New Zealand rugby
All Blacks in safe hands with Kieran Read
Jeff Wilson
May 21, 2013
New Zealand's Kieran Read warms up for his first game as captain, New Zealand training session, Stadio Tre Fontane di Roma, Rome, Italy, November 15, 2012
Doing all the basics very well makes Kieran Read exceptional © Getty Images

New Zealand rugby fans all wondered if we would ever be able to replace Richie McCaw as All Blacks' captain but from the current inspiration we're seeing from Kieran Read I think we need not worry.

Of course, Read and McCaw play different positions, but their influence is no different. Read has had the opportunity, with both the Crusaders and the All Blacks, to learn from the very best in McCaw and he has certainly learnt those lessons.

The mark of a great leader and player, and a trait of both, is they don't have to play week-in week-out to bring their best on every single occasion.

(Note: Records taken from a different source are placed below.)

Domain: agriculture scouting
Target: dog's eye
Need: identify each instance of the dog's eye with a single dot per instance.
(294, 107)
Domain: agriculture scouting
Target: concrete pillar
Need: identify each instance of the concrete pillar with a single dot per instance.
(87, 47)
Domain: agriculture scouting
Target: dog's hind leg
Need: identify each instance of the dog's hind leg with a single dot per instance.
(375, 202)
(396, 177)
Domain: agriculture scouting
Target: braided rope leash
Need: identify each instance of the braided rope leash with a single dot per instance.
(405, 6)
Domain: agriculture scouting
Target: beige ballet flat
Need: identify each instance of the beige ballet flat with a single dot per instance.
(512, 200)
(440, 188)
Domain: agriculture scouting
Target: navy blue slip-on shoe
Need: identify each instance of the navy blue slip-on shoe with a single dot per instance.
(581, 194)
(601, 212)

Both play back row positions that rely on physicality, so your mental edge needs to be sharp. Their ability to bring that competitive mentality to the game shows why they're great leaders. It's easy to tell yourself to run all day but harder to put yourself into the physical contest.

Whether you draw inspiration from a strong ball carry, a constructive clean-out or a dominant tackle, those actions can swing the momentum of any game.

Kieran Read is never one to shirk his responsibilities. He's a target at line-out time, accurate at the base of the scrum, aggressive at the tackle, carries with purpose and is effective at the breakdown. These qualities separate him from the rest.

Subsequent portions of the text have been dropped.